By now we were closer to an area I was a bit more familiar as I had been there on a ‘City Walk’ with Doung, a Durban based architect and artist in the previous days.

‘Can I see that photo again?’

‘Sure’.
And that was the beginning of tension. The moment he had the phone in his hand, the boy who looked innocent and curious transformed into a beast. His eyes were so fearsome. His body language was making me uncomfortable. He slid the phone into this back pocket and asked his mate to walk fast to the right of the pedestrian bridge. I held them both in arms and said,
‘Guys, let’s talk’
‘There is nothing to talk. You walk away now’.
‘I am not walking away anywhere. We are going to talk’
‘Give him the phone man, let him go’ said his mate.
‘You shut up’ (or I presumed this is what he said in Zulu)


I kept on walking together with them and this time, both of them weren’t comfortable any more with the physical proximity. 

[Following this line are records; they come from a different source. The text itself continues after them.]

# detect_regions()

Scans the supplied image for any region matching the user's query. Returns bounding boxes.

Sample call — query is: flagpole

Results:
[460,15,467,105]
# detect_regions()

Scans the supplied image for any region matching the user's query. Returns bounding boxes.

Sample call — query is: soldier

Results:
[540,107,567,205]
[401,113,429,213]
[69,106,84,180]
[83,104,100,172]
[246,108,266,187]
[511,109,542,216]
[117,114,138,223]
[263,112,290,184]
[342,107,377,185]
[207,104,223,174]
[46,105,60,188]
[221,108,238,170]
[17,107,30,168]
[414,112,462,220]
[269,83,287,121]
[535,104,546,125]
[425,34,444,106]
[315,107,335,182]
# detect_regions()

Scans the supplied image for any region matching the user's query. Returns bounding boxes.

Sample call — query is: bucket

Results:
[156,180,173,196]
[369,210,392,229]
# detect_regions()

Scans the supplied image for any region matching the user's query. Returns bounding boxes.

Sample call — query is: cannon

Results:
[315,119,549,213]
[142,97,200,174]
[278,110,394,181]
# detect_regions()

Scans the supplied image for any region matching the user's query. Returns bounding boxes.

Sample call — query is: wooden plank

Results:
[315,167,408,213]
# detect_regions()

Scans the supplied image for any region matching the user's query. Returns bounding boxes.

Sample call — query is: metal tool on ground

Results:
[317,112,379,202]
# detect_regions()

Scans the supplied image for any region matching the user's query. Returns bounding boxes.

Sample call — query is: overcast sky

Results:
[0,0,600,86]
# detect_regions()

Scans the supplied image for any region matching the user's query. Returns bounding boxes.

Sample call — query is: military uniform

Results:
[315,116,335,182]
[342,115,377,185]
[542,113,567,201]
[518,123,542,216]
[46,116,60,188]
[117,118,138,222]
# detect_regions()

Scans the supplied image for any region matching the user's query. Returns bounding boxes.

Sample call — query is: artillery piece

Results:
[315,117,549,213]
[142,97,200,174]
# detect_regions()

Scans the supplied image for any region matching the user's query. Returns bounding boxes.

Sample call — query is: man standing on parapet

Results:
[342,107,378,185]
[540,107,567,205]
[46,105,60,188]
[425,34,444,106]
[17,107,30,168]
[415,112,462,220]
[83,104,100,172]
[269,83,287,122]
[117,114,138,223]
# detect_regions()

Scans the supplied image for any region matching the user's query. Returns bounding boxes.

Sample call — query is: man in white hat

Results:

Why you walk like this? Go away.’

Confident (or being stupid as many said later) that they weren’t carrying any weapons, I continued talking to them. The boy with my mobile phone came towards me, came so close that I could smell his breathe on my face, said,



‘Take your wallet out’
‘You think I dare to walk around here with wallet in my trouser’ (stupid tourist blabbering !)


Are you going to fight with me?’
‘Yes’
and I went towards him.
He ran towards the left of the bridge. The other boy looked apologetic, and even said sorry. He very slowly retracted his steps and walked away to ‘Doungs’ territory. 

I felt super foolish to have let this happened. I laughed at my own stupidity. I laughed again when I remembered that I was also a tour operator.

It took a while for me to realize that I had actually been conned so cleverly. In fact, I couldn’t figure out who had the phone finally! The boy who ran away quickly or ot the one who walked away apologetically?


I sent an email from the other phone to Doung,



<< I just got mugged and the kids ran into the same street where we came walking with you. In case you manage to see a fancy HTC Desire HD, well, that could be mine :) If your connections with the community can help you recover it, you may as well use it for your projects. Quality is quite good for voice,video and visuals. 8mpixel camera and video is  HD.>>

to which he immediately responded 

<<Oh no this is terrible. I hope that you didn't get hurt. I will definitely put a word out there. Do you know which road it happened? Anyway yes lets do keep in touch and India is in my heart and I have been longing for her as soon as I left.>>
To let go the fancy phone was not so easy. But I continued walking feeling good about how I handled the situation. I didn’t panic, I didn’t become aggressive, I didn’t get shot at (I still do believe that they didn’t carry any weapons)

What surprised me the most was that I didn’t feel angry at all towards the boys or Durban or South Africa. Most of the time I was trying to put myself into the shoes of these kids with delinquent behaviour in Calicut and on how we could work creatively to bring them to mainstream. I felt even more connected to the idea of ‘compassionate city.’

1 comment:

  1. A reminder that tourism development and responsible tourism aren't just words and projects on laptops. There are stakes. And risks. And real lives. And those of us trying to make positive things happen from the outside rarely risk much of anything. A phone. A reputation. A life.

    You were lucky. And foolish. And wise. We're happy you're unharmed. And reminded how long the journey is ahead of us until we no longer fail boys like those for all our talk of 'responsibility'.